Sebagai masyarakat, tentunya sudah seharusnya kita sadar apa yang telah dilakukan pemerintah adalah sebuah keputusan dari orang-orang yang terdidik mengenai pekerjaan yang mereka geluti. Menuding semua orang di pemerintahan adalah hanya berisikan orang-orang tolol adalah sebuah sifat yang lebih pandir dari menyalahkan masa lalu. Kita bersyukur dengan adanya listrik yang sudah berkelana jauh hinggga plosok, saudara kita yang sebelumnya susah untuk membaca buku kini bisa dengan terang membedakan huruf a dan d, dapat menikamati saluran tv untuk sarana hiburan dan edukasi, misalnya. Sebagai saudara yang baik tentu kita harus meredam emosi atau mengalihkan energi emosi kita untuk berbagi kepada sesama.
Untuk pemerintah TDL yang naik ini adalah sebuah masalah baru yang mulai tumbuh di kepala masing-masing masyarakat, pemerintah harus menghilangkan atau setidaknya mengurangi beban-beban yang dialami masyarakat luas, menjamin harga sembako murah misalnya, harga sayur-mayur dan daging-dagingan bisa stabil dan kebijakan yang membantu masyarakat agar bisa mengurangi raut cemberut di wajah mereka.

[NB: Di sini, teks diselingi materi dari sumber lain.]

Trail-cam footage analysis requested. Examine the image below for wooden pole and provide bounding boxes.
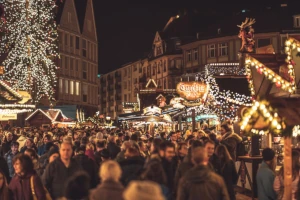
[283,137,292,199]
[25,0,32,96]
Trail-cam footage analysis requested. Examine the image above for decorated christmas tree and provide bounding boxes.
[3,0,58,103]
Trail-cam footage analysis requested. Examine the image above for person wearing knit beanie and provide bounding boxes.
[123,181,165,200]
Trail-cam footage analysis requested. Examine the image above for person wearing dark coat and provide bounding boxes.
[0,156,10,183]
[176,147,230,200]
[74,146,98,188]
[90,160,124,200]
[216,145,238,200]
[4,142,19,178]
[42,141,82,199]
[119,147,145,186]
[9,154,46,200]
[1,132,13,156]
[107,135,121,159]
[174,140,203,195]
[221,123,242,161]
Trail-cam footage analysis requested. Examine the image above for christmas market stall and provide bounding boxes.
[79,111,115,128]
[241,37,300,199]
[25,109,71,127]
[0,80,35,125]
[118,106,174,134]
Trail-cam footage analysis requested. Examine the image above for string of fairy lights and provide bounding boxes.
[2,0,59,103]
[205,63,246,76]
[245,38,300,96]
[181,69,252,120]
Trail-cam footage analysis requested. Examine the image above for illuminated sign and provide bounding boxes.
[0,114,17,121]
[143,106,161,115]
[176,82,209,101]
[170,97,185,109]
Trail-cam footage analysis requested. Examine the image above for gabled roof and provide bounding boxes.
[198,7,295,40]
[56,0,65,24]
[25,109,66,121]
[74,0,88,33]
[146,79,157,88]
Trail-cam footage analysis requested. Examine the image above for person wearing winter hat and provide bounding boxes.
[256,148,276,199]
[123,181,165,200]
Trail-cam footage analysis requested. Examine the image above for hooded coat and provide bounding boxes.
[177,165,229,200]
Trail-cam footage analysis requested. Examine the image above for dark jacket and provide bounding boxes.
[42,158,82,199]
[221,160,238,200]
[74,154,98,188]
[9,171,46,200]
[37,144,46,156]
[221,132,242,161]
[208,154,221,175]
[0,156,10,183]
[107,142,121,160]
[119,156,145,186]
[1,140,12,156]
[90,180,124,200]
[4,150,19,178]
[176,165,229,200]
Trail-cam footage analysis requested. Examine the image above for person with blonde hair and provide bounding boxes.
[90,160,124,200]
[123,181,165,200]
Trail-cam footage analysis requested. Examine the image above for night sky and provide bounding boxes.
[94,0,300,74]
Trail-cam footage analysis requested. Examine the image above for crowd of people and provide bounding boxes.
[0,122,296,200]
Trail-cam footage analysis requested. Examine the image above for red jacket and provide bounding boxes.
[9,171,46,200]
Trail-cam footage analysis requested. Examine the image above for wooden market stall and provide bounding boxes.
[242,37,300,199]
[25,109,68,127]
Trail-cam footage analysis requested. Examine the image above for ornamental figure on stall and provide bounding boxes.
[237,18,255,53]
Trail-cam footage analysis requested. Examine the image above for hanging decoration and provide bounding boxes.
[240,100,285,134]
[237,18,255,53]
[177,70,252,120]
[2,0,59,103]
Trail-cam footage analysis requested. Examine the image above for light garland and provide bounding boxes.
[25,109,68,122]
[0,109,33,114]
[284,38,300,87]
[2,0,58,103]
[241,101,284,133]
[205,63,246,75]
[0,80,23,99]
[245,38,300,96]
[293,125,300,137]
[246,56,296,96]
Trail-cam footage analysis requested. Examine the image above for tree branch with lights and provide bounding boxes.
[3,0,58,103]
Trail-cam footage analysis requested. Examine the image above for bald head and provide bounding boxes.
[192,147,208,165]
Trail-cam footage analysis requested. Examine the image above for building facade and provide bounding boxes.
[56,0,99,117]
[181,7,300,73]
[99,5,300,118]
[99,27,184,119]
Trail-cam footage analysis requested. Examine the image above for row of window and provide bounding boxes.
[58,31,97,62]
[60,55,98,82]
[58,78,98,104]
[58,78,79,96]
[68,12,92,32]
[186,38,271,62]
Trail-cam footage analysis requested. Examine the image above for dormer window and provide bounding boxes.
[156,46,162,56]
[294,15,300,28]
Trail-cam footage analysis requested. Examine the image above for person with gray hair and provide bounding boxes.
[177,147,229,200]
[123,181,165,200]
[90,160,124,200]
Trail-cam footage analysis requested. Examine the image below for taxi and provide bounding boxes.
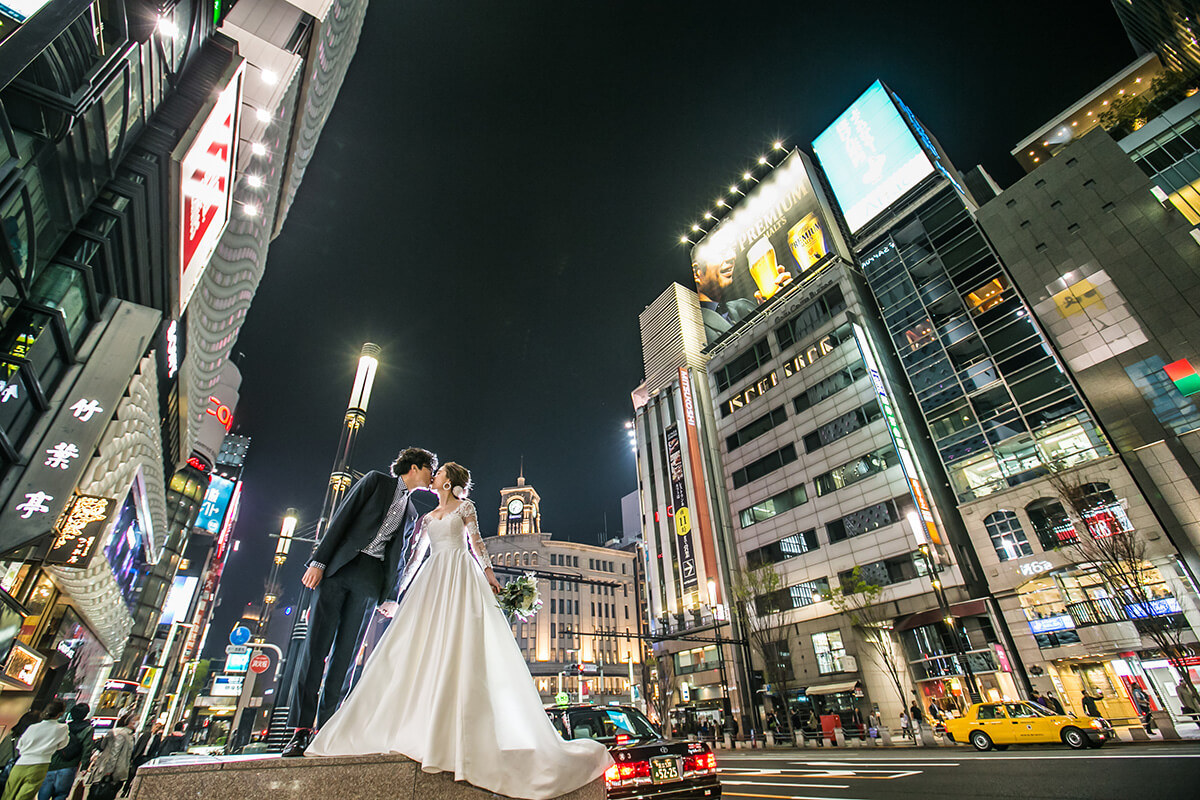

Terakhir, sebagai masyarakat yang mengaku sudah modern kita juga mestinya berfikir dengan lebih dalam, melihat suatu masalah dari berbagai sudut pandang. Sebuah gedung mungkin akan hanya seperti kontrakan kosong jika hanya dilihat dari sisi atas saja. Tapi, bagaimana gedung itu berdiri, fungsi dan tujuannya, isi dari gedung itu sendiri, jenis material yang dipakai dsb, adalah sebuah hal yang harus kita lihat juga. Tak seorangpun mau disebut kuda delman, dan sudah semestinya manusia berpikir dan memaknai sesuatu dalam berbagai sudut pandang. Karena, begitulah seharusnya cara berpikir manusia.
sumber data: himpunan riset penulis.